FSDP Hybrid Shard Mode - is it feature complete?

orchidmajumder · May 4, 2023, 7:43pm

Hi,
I wanted to know if the HYBRID_SHARD mode of FSDP has feature parity at this point with respect to FSDP with FULL_SHARD or SHARD_GRAD_OP mode. For a given model (CLIP-like), right now, for me, saving optimizer state_dict in the following fashion does not work in HYBRID mode, but works in FULL_SHARD. It fails with an index-out-of-bound error.

FSDP.set_state_dict_type(
module=self.model,
state_dict_type=StateDictType.FULL_STATE_DICT,
optim_state_dict_config=FullOptimStateDictConfig(rank0_only=True, offload_to_cpu=True),
state_dict_config=FullStateDictConfig(rank0_only=True, offload_to_cpu=True),
)
state_dict = FSDP.optim_state_dict(self.model, optimizer)

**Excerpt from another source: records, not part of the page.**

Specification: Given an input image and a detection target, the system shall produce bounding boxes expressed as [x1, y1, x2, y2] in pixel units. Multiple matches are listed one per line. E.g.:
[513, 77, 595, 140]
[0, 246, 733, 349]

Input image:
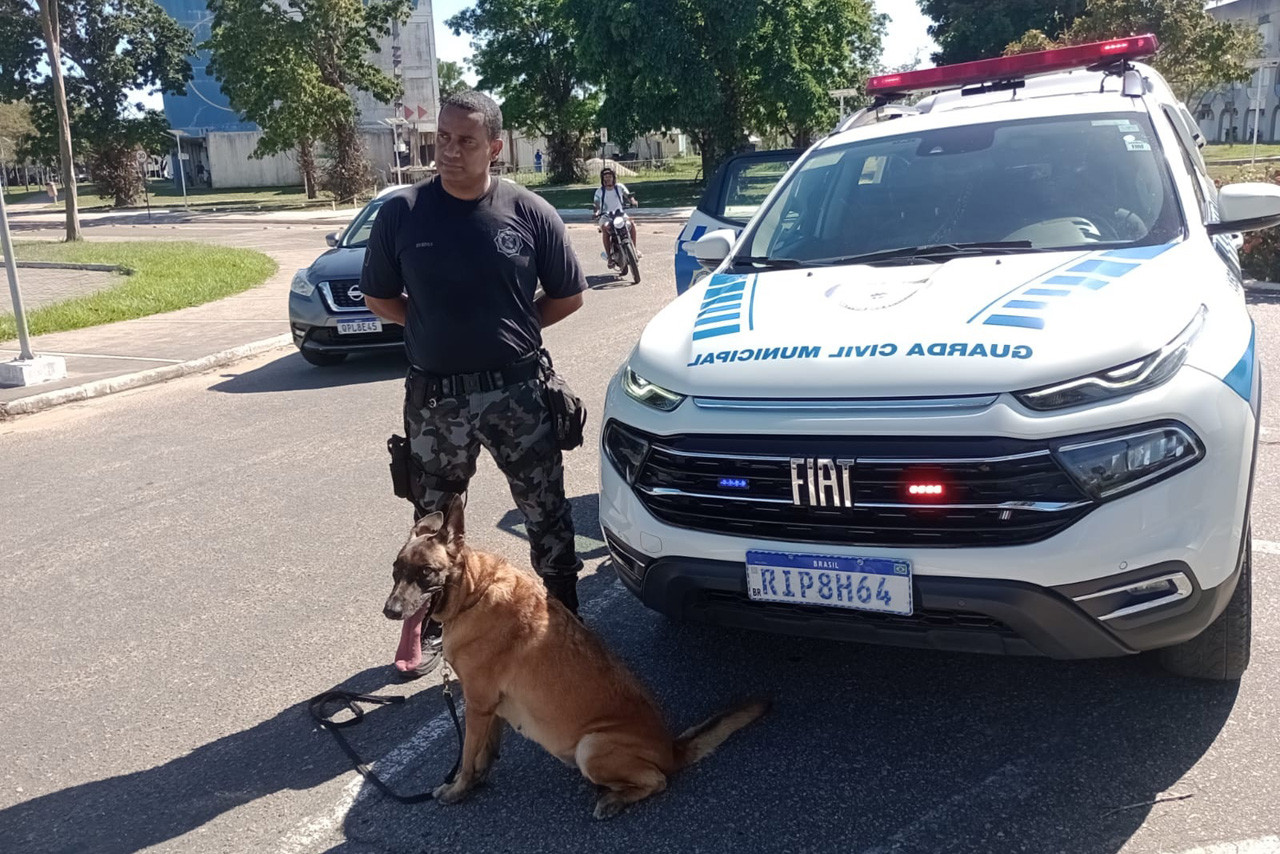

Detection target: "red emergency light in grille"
[867, 35, 1160, 96]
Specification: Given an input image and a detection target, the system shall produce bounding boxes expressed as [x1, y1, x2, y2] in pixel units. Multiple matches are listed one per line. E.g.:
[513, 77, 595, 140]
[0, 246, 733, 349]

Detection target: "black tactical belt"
[408, 353, 543, 401]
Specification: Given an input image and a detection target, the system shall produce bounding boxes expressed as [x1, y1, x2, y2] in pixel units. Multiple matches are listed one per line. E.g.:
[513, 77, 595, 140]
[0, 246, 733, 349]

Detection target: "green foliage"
[0, 241, 276, 342]
[578, 0, 883, 174]
[918, 0, 1085, 65]
[204, 0, 410, 200]
[0, 0, 192, 205]
[447, 0, 599, 183]
[435, 59, 468, 97]
[1066, 0, 1262, 100]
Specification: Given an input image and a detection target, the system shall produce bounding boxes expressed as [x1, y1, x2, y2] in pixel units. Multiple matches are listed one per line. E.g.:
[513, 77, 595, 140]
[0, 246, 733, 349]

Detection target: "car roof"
[815, 63, 1176, 149]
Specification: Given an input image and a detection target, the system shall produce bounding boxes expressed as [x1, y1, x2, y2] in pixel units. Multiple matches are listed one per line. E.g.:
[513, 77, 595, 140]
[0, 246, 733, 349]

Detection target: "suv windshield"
[339, 198, 384, 250]
[736, 113, 1183, 266]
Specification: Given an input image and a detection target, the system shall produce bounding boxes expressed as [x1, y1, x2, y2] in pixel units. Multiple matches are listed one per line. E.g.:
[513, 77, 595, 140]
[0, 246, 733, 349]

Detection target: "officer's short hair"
[440, 88, 502, 140]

I wanted to know if this is expected or if I need to something different for the HYBRID as opposed to FULL shard. Thanks in advance and really appreciate all the great work you have done on FSDP and in PyTorch in general.

agu · May 5, 2023, 12:59am

Could you file an issue on Github with a way to reproduce the issue?

orchidmajumder · May 5, 2023, 1:32am

Thanks, I’ll do it. The error only happens in a multi-node setup, it works fine on single node.